If the Customer fails to pay for the Goods by the Payment Date or if the Customer commits an act of bankruptcy or has a receiver or a receiver and manager appointed over any of its assets or goes into liquidation (including provisional liquidation) or any similar event occurs, then without prejudice to any other rights of the Company, the Company shall be entitled to enter any premises where the Goods for which full payment has not been made are stored and to retake possession of such Goods. The Company shall thereupon be entitled to resell such Goods to a third party, and the Customer shall indemnify the Company from and against, and shall pay on demand to the Company, all loss, damage, costs or expenses which the Company may suffer incur in retaking possession of the Goods and arranging for the sale to a third party, any shortfall on sale of such Goods to t third person, all selling expenses and all other loss, damage, costs or expenses incurred by the Company respect of such repossession and resale of the Goods or any of them.

10. SAMPLES

Any samples, books or other materials supplied free of charge to the Customer by the Company remain the property of the Company and must be returned promptly to the Company at the Company’s request.

11. DAMAGE TO SUB-FLOOR

The Company does not accept liability for any damage arising from the breakdown movement or fault of any kind whatsoever in the sub-floor from excessive moisture or from any other cause not directly resulting from the manufacture of the Goods.

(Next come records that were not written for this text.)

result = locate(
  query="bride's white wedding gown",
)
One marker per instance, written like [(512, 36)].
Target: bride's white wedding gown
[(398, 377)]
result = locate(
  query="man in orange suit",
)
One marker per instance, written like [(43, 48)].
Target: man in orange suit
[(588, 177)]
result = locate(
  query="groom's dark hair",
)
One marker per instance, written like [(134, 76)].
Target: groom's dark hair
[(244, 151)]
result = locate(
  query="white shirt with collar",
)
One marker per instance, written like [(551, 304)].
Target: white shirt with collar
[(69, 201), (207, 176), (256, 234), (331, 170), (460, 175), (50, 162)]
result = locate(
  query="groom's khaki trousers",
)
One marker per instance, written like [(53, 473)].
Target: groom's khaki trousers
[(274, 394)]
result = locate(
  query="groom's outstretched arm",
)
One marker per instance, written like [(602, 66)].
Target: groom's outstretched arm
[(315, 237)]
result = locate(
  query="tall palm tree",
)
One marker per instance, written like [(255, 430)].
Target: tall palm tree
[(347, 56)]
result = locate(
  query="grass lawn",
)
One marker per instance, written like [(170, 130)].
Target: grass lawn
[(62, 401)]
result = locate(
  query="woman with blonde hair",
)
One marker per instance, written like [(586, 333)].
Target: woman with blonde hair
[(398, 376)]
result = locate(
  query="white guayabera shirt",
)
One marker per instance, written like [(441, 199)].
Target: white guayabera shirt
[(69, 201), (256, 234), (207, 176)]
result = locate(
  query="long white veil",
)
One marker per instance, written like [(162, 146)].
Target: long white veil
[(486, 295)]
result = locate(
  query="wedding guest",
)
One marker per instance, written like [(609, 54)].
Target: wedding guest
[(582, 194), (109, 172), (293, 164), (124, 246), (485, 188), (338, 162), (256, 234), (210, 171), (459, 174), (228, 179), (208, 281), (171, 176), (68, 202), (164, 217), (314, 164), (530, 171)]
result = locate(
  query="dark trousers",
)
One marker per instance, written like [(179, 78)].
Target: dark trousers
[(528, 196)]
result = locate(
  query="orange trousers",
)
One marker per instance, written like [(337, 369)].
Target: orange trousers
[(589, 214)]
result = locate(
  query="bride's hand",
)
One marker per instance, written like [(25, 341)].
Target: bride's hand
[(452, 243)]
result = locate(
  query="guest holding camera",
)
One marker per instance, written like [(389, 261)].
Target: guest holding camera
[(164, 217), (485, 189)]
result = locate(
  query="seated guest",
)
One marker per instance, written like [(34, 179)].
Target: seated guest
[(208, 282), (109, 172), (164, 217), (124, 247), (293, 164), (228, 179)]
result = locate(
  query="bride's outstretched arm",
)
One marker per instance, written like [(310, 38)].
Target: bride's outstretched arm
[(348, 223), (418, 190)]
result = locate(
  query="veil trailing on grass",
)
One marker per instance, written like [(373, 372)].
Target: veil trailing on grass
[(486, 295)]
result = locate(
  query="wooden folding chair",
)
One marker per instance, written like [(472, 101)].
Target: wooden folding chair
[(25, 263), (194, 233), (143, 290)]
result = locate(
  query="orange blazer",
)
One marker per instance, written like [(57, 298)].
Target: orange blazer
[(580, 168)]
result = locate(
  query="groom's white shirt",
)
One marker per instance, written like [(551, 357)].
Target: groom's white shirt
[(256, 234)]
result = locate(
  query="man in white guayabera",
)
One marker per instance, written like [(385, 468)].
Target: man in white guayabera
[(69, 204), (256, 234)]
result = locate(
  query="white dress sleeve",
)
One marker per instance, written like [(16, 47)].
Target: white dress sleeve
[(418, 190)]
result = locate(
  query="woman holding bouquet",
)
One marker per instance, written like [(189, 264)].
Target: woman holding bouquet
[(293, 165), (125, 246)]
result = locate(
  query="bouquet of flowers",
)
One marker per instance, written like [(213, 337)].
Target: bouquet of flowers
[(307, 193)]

12. TECHNICAL IMPROVEMENTS

The Company reserves the right to make technical and other improvements to the Goods without prior notice.

13. SEVERANCE

If any provision of these terms and conditions is or is found to be invalid or unenforceable, that invalidity or unenforceability shall not affect the validity or enforceability of the other provisions of these terms and conditions and these other provisions shall remain in full force effect.

14. WHOLE UNDERSTANDING

These terms and conditions contain the entire agreement and understanding between the Company and the Customer and the contract arising here from shall not be amended, varied or waived unless such amendment, variation or waiver is in writing signed by the Customer and by a person authorised to sign such amendment, variation or waiver on behalf of the Company.

15. GOVERNING LAW

These terms and conditions shall be governed by and construed in accordance with the laws of Queensland and the Customer and the Company agree to submit to the jurisdiction of the Queensland Courts in respect of any dispute arising in connection with this contract.